Día 9: El Camino del Norte

Sabado
El despertador suena estridente a primerísima hora de la mañana. La cabeza a punto de estallar me recuerda los excesos de la noche anterior. Antes de nada se impone una ducha..., quizás así pueda pensar mejor. Trato de hacer el equipaje de la manera más silenciosa, pero no lo logro y mi compañero de habitación, Josep, acaba por despertarse. Tengo prisa así que tras una breve despedida y salgo a la calle. Con las alforjas en la bici me dirijo a la parada para coger un autobús que me lleve a la estación central. Hace poco que ha amanecido y la ciudad parece desierta: el fin de semana dejó las calles vacías y los turistas descansan todavía placidamente. El autobús tarda en llegar y voy con el tiempo justo. Los nervios empiezan a adueñarse de mí. Al final lo veo a lo lejos. Soy el único usuario en la parada. El conductor abre la puerta y me indica que él va en la otra dirección. Desconcertado, me doy cuenta de que no llego a tiempo a la salida y decido montarme en la bici para llegar hasta allí pedaleando de forma desesperada. Un par de minutos antes de las ocho, la hora indicada, entro por el túnel de la estación y localizo el autobús, tarea sencilla si se tiene en cuenta que a esas horas en el pequeño anden apenas esperan un par de coches. Amarro la bici en el maletero y subo a sentarme. Al fin podre descansar.
Doce horas (apenas!!!) dura la odisea de regreso a Bilbao, con viajeros que suben y bajan en la decena de paradas que tiene un recorrido tan hermoso como inacabable y que me conduce por toda la costa cantábrica.
Absorto en la carretera, que observo a través de las amplias lunas, no puedo evitar pensar en que será de mis compañeros de viaje, con los que he convivido en el sentido más pleno de la palabra: me imagino a los tres barceloneses que todavía dormitan antes de la visita turística matinal, previa a la salida de su avión; mi inconsciente juega conmigo y creo observar a Rosa y Albert en una de las furgonetas que nos sobrepasan en la carretera con dirección, seguramente, lejos de Santiago; Isidro, estoy seguro, estará ya pedaleando, mientras saluda efusivamente a los peregrinos, en la búsqueda del océano donde navega su isla, más allá del Finis Terrae.

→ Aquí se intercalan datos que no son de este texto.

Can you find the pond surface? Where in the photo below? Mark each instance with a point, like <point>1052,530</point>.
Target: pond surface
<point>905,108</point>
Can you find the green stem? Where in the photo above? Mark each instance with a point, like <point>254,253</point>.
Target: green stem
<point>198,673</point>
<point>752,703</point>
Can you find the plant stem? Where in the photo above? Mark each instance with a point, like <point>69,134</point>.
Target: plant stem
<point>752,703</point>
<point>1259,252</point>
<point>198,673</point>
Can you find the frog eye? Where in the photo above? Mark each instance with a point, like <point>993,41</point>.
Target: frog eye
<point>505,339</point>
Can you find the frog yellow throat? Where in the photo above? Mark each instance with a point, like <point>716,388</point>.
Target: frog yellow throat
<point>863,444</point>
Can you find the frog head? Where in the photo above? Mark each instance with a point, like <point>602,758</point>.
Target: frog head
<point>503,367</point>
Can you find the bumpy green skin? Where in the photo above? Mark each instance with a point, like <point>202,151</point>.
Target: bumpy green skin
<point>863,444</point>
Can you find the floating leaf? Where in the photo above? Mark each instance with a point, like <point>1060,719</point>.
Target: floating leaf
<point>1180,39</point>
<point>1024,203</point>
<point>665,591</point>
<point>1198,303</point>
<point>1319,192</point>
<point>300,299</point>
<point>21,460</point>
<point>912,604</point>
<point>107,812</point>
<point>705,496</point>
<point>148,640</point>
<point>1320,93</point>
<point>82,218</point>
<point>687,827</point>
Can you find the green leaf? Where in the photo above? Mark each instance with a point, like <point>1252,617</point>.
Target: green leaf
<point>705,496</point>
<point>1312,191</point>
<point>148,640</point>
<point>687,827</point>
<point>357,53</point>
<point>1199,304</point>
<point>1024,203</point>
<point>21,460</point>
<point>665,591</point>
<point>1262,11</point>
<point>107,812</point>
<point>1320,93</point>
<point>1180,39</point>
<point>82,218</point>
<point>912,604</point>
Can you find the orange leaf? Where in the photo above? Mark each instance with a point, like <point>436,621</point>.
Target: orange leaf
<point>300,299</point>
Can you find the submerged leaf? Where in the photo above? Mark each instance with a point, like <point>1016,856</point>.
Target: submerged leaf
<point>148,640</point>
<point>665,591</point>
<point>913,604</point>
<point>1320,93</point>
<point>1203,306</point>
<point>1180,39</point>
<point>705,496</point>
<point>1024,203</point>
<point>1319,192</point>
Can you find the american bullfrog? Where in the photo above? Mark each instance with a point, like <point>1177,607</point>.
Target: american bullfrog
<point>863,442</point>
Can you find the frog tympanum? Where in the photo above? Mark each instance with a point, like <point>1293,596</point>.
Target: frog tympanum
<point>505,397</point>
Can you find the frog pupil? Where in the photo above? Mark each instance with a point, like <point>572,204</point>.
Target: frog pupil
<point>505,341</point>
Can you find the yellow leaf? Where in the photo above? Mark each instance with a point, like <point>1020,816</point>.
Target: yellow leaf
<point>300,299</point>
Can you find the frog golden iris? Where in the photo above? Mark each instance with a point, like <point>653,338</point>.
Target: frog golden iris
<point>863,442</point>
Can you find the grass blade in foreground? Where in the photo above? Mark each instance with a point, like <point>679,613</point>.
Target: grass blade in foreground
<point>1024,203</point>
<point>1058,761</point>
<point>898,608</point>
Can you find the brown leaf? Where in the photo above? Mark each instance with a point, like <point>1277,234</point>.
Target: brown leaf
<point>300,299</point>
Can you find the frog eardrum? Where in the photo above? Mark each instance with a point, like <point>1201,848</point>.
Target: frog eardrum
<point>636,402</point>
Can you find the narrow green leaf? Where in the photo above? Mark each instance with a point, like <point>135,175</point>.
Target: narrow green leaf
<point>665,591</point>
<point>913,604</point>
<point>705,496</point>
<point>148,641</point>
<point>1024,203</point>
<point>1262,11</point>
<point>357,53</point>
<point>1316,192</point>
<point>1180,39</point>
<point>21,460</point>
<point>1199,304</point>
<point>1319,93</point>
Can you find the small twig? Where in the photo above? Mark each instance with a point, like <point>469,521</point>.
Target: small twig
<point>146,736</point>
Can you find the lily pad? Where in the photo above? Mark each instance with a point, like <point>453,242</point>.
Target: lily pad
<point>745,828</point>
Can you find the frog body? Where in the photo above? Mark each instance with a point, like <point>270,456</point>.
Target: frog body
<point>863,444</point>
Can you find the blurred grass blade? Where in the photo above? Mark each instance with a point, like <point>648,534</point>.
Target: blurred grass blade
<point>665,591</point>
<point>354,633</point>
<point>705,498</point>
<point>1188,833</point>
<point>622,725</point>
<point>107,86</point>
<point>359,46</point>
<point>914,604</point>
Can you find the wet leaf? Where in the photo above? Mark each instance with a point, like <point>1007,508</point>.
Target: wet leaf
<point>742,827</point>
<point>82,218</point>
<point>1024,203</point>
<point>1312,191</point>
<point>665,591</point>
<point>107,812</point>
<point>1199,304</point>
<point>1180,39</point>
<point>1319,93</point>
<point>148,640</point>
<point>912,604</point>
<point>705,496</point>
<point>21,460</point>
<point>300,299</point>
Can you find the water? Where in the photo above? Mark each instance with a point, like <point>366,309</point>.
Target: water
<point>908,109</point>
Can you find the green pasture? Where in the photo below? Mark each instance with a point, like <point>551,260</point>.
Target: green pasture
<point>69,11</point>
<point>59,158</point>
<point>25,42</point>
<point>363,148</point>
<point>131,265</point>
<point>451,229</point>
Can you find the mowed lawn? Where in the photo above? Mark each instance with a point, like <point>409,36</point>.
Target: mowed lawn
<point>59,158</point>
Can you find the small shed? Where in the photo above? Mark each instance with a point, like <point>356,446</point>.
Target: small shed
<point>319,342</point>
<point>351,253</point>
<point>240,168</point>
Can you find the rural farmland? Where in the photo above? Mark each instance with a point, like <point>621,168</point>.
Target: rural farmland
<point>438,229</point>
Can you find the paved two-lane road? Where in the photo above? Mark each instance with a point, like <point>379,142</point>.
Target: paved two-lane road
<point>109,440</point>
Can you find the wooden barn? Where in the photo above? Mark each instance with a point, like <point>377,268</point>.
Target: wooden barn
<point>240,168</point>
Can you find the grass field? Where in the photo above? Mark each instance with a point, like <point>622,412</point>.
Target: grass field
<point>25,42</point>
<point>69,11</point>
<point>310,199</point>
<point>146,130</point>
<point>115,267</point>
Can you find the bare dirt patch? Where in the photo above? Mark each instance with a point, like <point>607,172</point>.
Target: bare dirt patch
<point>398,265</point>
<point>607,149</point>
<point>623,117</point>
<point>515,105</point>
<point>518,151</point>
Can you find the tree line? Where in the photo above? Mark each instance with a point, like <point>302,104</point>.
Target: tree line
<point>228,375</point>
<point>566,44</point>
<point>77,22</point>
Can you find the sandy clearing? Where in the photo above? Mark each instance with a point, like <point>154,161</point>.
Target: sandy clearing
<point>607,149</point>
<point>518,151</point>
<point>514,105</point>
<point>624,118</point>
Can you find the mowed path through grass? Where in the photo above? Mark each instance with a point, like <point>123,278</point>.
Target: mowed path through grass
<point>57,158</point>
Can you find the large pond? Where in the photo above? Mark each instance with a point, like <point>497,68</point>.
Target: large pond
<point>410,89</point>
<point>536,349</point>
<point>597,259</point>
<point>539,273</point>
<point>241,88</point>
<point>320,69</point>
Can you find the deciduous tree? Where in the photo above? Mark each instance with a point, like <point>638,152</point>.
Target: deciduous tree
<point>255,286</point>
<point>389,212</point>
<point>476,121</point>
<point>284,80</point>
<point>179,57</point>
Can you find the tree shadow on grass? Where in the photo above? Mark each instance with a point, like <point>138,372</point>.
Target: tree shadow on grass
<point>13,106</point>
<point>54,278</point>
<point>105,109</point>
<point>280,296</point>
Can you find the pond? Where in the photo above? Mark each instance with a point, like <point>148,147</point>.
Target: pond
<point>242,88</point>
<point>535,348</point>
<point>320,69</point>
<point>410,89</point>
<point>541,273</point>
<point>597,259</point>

Recostado en el asiento, durante tantas horas, recuerdo todos los instantes vividos en esta última semana, saboreando cada uno de esos momentos tan especiales, que viajaran siempre conmigo en mi pedalear por la vida.
El Camino del norte, que recorro en este día, me devuelve a mi mundo, a mi gente, a los que ansío reencontrar, pero a la vez me trae un sentimiento de melancolía por el aún nítido recuerdo de lo vivido, tratando de asimilar que ya el Camino nunca será igual.
Con el fin de ahogar la nostalgia trato de planear nuevas aventuras en dirección a Compostela: tengo que convencer a todos mis amigos de que no pueden perderse tamaña aventura. Decido que este otoño haré una semana andando desde Donibane Garazi /St-Jean-Pied-de-Port hasta Puente la Reina saldando así mi deuda con el Camino Real francés. Quizás el próximo año repita en bici pero no más de cincuenta kilómetros diarios, para poder disfrutar de los paisajes en los que esta vez apenas reparé....
Mientras mi mente vuela los kilómetros pasan..., ya estoy cerca, ya observo mi mar, mis montes, mi pueblo, mis gentes, mi hogar. Mi cuerpo regresó pero una parte de mi corazón quedó atrás. Ahora es una flecha amarilla, que ayuda al peregrino, en un cruce del Camino.


3 comentarios:

Anónimo dijo...

Joe Jon! Cómo te lo curras!! :) A ver si algún día nos decidimos y seguimos tus consejos! :)

Anónimo dijo...

Precioso el blog, de verdad me ha parecido muy interesante y a la vez útil, la parte humana del camino y los paisajes es lo que más me ha gustado.

Anónimo dijo...

ISIDRO.
Jon, te felicito por el blog, este año dispongo de una semana de vacaciones del 4 al 8 de mayo, y me estoy planteando hacerme el Camino de la Plata en 9 días contando con los fines de semana, no te invito porque los paisajes pasaran muy rápido y no te va a dar tiempo de asimilarlo. un abrazo y buen camino.